President Obama said Thursday that no inappropriate conversations had occurred between the administration and Democratic Rep. Joe Sestak, who has asserted a White House official offered him an administration job if he withdrew his primary challenge for Democrat Arlen Specter’s Senate seat in Pennsylvania. Lawmakers on Capitol Hill — including some Democrats — have pressed for a special prosecutor to investigate whether the job offer was used improperly to get Mr. Sestak out of a potentially divisive primary race.
“I assure you nothing inappropriate took place,” the president said at the end of an hourlong White House press conference that focused mostly on the BP oil spill.
However, Mr. Obama declined to elaborate on the controversy, saying the administration was preparing a fuller response that would be released “shortly … not in  weeks or months.”

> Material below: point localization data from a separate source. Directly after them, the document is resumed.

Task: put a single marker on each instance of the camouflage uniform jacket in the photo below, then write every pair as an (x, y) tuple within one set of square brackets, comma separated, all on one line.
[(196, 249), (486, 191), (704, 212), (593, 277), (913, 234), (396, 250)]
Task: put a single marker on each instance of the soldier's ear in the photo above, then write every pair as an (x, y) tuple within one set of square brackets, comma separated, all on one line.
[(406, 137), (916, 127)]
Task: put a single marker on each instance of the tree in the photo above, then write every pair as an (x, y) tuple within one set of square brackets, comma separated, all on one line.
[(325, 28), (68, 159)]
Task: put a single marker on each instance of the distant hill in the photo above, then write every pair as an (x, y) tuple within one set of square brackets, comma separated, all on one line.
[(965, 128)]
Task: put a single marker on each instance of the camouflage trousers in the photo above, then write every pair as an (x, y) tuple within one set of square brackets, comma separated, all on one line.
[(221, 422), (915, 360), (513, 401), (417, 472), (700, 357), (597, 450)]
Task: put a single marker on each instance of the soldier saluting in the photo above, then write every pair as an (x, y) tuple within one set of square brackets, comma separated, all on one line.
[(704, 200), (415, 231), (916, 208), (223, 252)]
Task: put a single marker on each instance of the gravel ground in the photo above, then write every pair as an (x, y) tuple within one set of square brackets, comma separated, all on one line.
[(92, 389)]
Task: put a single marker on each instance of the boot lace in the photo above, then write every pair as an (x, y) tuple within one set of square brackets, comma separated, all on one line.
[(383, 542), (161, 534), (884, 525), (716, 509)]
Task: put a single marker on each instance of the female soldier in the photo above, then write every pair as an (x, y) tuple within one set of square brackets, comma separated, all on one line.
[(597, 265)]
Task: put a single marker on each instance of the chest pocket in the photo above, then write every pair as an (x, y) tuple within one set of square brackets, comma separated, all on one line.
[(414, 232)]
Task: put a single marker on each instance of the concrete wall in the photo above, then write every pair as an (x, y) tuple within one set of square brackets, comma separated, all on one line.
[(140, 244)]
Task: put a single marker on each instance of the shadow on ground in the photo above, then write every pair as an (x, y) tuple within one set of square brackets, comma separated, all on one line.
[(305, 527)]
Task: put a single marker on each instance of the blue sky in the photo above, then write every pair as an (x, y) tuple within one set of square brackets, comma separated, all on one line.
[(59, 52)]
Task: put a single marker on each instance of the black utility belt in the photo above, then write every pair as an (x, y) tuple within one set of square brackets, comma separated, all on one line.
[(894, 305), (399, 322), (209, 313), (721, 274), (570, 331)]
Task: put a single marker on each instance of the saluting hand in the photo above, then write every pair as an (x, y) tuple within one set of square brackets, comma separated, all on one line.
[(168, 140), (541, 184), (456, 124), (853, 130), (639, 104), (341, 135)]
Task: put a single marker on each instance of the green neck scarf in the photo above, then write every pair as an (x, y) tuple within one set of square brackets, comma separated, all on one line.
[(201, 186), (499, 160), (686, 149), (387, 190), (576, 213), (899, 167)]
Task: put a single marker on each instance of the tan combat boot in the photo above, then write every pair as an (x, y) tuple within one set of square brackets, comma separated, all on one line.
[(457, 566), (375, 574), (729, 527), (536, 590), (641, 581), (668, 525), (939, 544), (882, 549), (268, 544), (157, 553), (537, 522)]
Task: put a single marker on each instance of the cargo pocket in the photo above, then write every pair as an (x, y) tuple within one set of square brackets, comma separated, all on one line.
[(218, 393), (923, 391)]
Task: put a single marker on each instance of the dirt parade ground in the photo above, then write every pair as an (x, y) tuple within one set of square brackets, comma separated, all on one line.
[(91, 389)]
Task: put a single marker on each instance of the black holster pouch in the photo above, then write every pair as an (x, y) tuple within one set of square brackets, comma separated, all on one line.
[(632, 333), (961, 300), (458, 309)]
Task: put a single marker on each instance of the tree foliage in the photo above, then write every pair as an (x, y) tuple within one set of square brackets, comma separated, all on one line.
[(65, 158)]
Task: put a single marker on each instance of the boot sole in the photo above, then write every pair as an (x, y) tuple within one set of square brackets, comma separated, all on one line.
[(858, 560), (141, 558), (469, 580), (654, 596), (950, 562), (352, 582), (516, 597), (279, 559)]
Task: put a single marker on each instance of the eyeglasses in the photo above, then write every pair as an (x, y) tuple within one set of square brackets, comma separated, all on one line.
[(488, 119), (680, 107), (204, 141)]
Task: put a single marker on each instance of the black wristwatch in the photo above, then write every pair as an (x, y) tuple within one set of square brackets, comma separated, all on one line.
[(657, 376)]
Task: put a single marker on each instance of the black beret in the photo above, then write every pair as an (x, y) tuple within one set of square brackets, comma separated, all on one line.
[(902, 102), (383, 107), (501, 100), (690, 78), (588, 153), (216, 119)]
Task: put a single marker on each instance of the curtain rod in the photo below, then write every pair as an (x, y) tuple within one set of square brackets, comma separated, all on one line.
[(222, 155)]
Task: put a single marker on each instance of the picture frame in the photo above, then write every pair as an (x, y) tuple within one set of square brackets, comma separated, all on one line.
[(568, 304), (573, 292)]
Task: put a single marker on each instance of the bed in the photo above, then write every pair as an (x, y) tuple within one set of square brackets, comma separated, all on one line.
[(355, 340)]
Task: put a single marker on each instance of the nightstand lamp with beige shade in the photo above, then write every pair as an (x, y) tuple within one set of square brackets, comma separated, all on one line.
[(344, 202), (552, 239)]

Mr. Sestak — who defeated the White House-backed Mr. Specter last week in the Pennsylvania primary — made the assertion in February, and repeated it Sunday. He has declined to say what job was discussed or who within the administration approached him.
There has since been a steady call for the Justice Department to appoint a special prosecutor and for more details — including a letter Wednesday to Attorney General Eric Holder from the seven Republicans on the Senate Judiciary Committee. The Justice Department this week rejected the idea of a special prosecutor to investigate the matter.
White House senior adviser David Axelrod and other top administration officials have also maintained nothing inappropriate has occurred.